CHRONOLOGICAL (by date): This is one of the most common ways, especially for topics that have been talked about for a long time and have changed over their history. Organize it in stages of how the topic has changed: the first definitions of it, then major time periods of change as researchers talked about it, then how it is thought about today.
BROAD-TO-SPECIFIC: Another approach is to start with a section on the general type of issue you're reviewing, then narrow down to increasingly specific issues in the literature until you reach the articles that are most specifically similar to your research question, thesis statement, hypothesis, or proposal. This can be a good way to introduce a lot of background and related facets of your topic when there is not much directly on your topic but you are tying together many related, broader articles.

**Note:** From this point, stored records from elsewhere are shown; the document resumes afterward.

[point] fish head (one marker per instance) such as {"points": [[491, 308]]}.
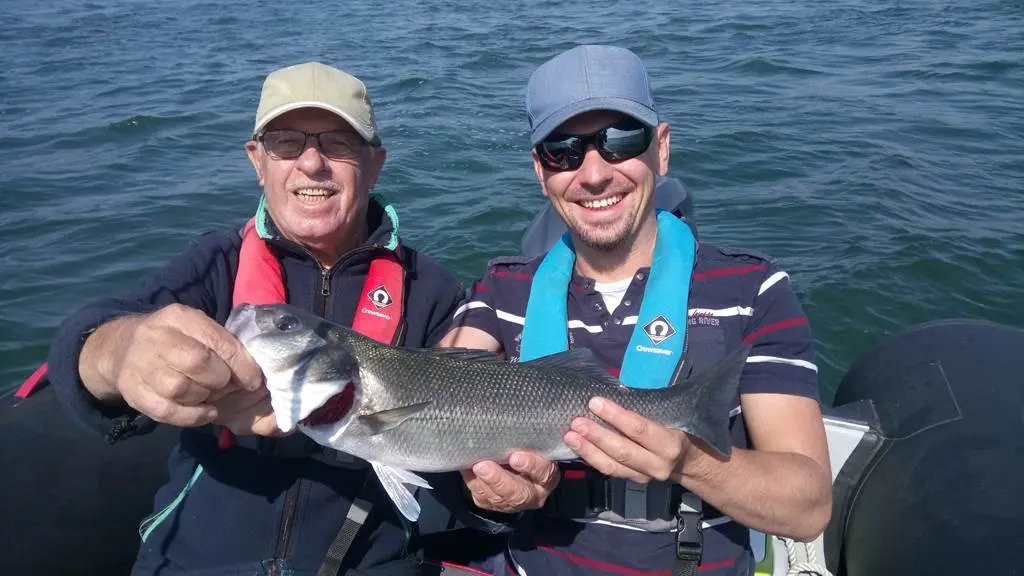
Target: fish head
{"points": [[311, 372]]}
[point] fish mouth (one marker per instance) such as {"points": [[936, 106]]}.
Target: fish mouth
{"points": [[336, 408]]}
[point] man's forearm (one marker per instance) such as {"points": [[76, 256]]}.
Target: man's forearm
{"points": [[101, 357], [780, 493]]}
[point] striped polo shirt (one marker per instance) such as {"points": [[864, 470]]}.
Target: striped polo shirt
{"points": [[736, 297]]}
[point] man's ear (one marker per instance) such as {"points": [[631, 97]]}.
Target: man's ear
{"points": [[256, 158], [539, 170], [664, 149], [377, 157]]}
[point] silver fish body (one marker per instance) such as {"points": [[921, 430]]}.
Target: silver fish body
{"points": [[408, 410]]}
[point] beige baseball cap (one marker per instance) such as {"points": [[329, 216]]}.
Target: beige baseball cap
{"points": [[317, 85]]}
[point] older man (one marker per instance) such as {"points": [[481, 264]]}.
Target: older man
{"points": [[241, 499], [632, 285]]}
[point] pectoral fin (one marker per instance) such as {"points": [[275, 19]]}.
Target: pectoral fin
{"points": [[387, 419], [394, 481]]}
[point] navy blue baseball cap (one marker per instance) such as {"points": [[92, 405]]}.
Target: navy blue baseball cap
{"points": [[586, 78]]}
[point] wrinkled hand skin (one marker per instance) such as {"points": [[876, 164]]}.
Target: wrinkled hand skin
{"points": [[633, 448], [180, 367], [526, 486]]}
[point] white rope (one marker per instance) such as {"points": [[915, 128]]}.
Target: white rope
{"points": [[806, 566]]}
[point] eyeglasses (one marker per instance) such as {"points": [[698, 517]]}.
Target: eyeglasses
{"points": [[287, 145], [620, 141]]}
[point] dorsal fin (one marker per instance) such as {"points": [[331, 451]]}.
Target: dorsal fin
{"points": [[472, 355], [580, 361]]}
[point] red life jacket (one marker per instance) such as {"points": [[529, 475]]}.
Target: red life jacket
{"points": [[259, 281]]}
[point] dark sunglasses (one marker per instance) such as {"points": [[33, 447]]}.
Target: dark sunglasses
{"points": [[287, 145], [622, 140]]}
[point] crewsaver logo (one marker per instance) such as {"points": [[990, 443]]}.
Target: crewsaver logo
{"points": [[658, 330], [380, 297]]}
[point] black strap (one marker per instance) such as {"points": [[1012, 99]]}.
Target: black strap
{"points": [[689, 537], [356, 517]]}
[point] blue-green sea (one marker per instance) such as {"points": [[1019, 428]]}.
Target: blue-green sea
{"points": [[876, 149]]}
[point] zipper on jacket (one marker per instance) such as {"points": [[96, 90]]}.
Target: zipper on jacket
{"points": [[292, 494], [321, 297], [287, 522]]}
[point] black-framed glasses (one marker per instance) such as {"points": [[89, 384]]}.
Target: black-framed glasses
{"points": [[288, 145], [620, 141]]}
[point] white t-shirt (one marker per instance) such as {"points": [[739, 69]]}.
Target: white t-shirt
{"points": [[612, 292]]}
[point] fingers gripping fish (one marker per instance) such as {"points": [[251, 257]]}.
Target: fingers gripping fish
{"points": [[408, 410]]}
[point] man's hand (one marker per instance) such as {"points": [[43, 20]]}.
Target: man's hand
{"points": [[176, 366], [495, 488], [247, 412], [641, 450]]}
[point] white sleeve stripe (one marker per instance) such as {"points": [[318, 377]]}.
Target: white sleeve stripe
{"points": [[722, 313], [468, 306], [776, 360], [510, 317], [772, 280]]}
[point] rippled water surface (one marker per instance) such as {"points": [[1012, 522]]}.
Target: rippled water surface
{"points": [[877, 149]]}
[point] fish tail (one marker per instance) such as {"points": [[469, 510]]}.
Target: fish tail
{"points": [[710, 396]]}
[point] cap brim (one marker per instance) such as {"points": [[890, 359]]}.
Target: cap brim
{"points": [[624, 106], [281, 110]]}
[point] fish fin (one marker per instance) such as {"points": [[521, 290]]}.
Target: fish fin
{"points": [[394, 481], [471, 355], [387, 419], [711, 395], [579, 361]]}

MAJOR MODELS or MAJOR THEORIES: When there are multiple models or prominent theories, it is a good idea to outline the theories or models that are applied the most in your articles. That way you can group the articles you read by the theoretical framework that each prefers, to get a good overview of the prominent approaches to your concept.
PROMINENT AUTHORS: If a certain researcher started a field, and there are several famous people who developed it more, a good approach can be grouping the famous author/researchers and what each is known to have said about the topic. You can then organize other authors into groups by which famous authors' ideas they are following. With this organisation it can help to look at the citations your articles list in them, to see if there is one author that appears over and over.
CONTRASTING SCHOOLS OF THOUGHT: If you find a dominant argument comes up in your research, with researchers taking two sides and talking about how the other is wrong, you may want to group your literature review by those schools of thought and contrast the differences in their approaches and ideas.